У Джуна вырывается странный звук, что-то среднее между стоном и вздохом.
— Слабость здесь ни при чём. Если ему было известно, что Хитоши манипулирует иностранка, как оябун, он должен был приказать убить его.
— Отец не может убить собственного сына, — осмеливаюсь сказать я.
Джун смотрит на меня так, словно сказала большую глупость.
— Ещё до того, как стал его отцом, мой дядя был его оябуном. Руководствуясь своим сердцем, он подверг риску всю семью.
У меня кровь стынет в жилах, когда понимаю, — Джун никогда не поставит сердце выше верности. Он опирается локтями на колени и наклоняется ко мне.
—
Его голос мрачный. Угрожающий.
Я сухо сглатываю, прежде чем продолжить.
— Как только мы приехали сюда, твой дядя отвёл меня в сторону и заставил обо всём рассказать. Я предложила ему сделку: если он отпустит меня и Брайана на свободу, я перестану сотрудничать с Ноем и найду способ исчезнуть.
— Он ведь не согласился на это?
— Он собирался, но потом познакомился с Брайаном. — Я опускаю голову, чувствуя себя неловко. — Он был его племянником и Брайан…
— Необыкновенный, — завершает за меня Джун.

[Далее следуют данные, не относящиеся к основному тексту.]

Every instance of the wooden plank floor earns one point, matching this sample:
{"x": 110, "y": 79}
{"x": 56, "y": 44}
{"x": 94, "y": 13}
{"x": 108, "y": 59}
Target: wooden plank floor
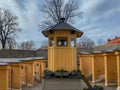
{"x": 62, "y": 84}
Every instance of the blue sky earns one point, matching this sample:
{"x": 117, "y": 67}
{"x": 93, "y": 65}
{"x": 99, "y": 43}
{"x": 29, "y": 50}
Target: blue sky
{"x": 101, "y": 18}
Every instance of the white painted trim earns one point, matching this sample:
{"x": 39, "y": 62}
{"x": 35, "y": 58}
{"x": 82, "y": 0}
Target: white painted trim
{"x": 16, "y": 89}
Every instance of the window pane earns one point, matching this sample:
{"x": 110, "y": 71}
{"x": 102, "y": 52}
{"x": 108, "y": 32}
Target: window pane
{"x": 51, "y": 42}
{"x": 72, "y": 42}
{"x": 61, "y": 41}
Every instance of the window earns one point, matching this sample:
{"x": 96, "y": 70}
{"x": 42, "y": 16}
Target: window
{"x": 72, "y": 43}
{"x": 61, "y": 41}
{"x": 51, "y": 42}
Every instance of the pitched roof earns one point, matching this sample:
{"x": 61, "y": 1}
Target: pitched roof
{"x": 62, "y": 26}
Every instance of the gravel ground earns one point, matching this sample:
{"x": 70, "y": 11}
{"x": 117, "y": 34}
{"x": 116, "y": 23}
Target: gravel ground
{"x": 37, "y": 86}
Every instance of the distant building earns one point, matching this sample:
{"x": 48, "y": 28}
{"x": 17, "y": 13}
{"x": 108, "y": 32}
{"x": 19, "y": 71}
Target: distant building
{"x": 116, "y": 40}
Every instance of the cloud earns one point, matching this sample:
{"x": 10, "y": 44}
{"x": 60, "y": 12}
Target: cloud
{"x": 101, "y": 19}
{"x": 29, "y": 18}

Я киваю. Я и так знала, что он высоко ценит моего сына, но от этих слов в груди становится пусто.
— Я оказалась в плохой ситуации. Я не могла сбежать и оставить Брайана в руках твоего дяди, но и продолжать предавать твою семью я тоже не могла, иначе оябун подослал бы кого-нибудь убить меня. Поэтому я сделала единственное, что могла: опередила его и пришла к тебе.
Джун едва заметно щурится, глядя на меня с враждебностью.
— Ты использовала меня.
— Я сказала, что мне нужна твоя помощь, чтобы сбежать от Иноуэ-сама, но правда заключалась в том, что я не хотела, чтобы ты меня убивал. Ты был убийцей семьи Иноуэ. Я знала, — в один прекрасный день твой дядя потеряет терпение и прикажет позаботиться обо мне, поэтому я попыталась привязать тебя к себе, чтобы этого не произошло.
Он скрипит зубами, глядя на меня с отвращением.
— И тебе это прекрасно удалось.
— Не так, как я хотела. — Правда и ложь это две дороги под откос, как только ты оказываешься на одной из них, остановиться уже невозможно. — Мне не следовало влюбляться в тебя, но я влюбилась.
Джун встаёт. Его кулаки сжаты. Мышцы на спине подёргиваются, когда он двигает головой из стороны в сторону, отчего в шейных позвонках раздаётся хруст.
— Джун, я…
Он поднимает руку, приказывая замолчать.
И я замолкаю.
Но не остаюсь на месте.
Я поднимаюсь и приближаюсь к нему. Беру его ладонь и прижимаю к своей шее. Я чувствую, как его пальцы сжимают моё дыхание, но не отступаю. Сердце бешено бьётся в груди.
Я знаю, он это чувствует.
Он чувствует то, что испытываю я.
У меня начинает кружиться голова, когда он усиливает хватку. Мои ноги дрожат. Я уже готова упасть, и тогда он отпускает меня.
Его большой палец едва шевелится, слегка касаясь кожи.
Его глаза не просто смотрят на меня.
Они меня видят.
А я вижу его.
Гнев, который вызвало в нём моё признание, желание меня наказать, безжалостная война между инстинктом и разумом. Джун знает, — я не лгу, но также и то, что когда-то я делала это так хорошо, что вынудила его предать семью.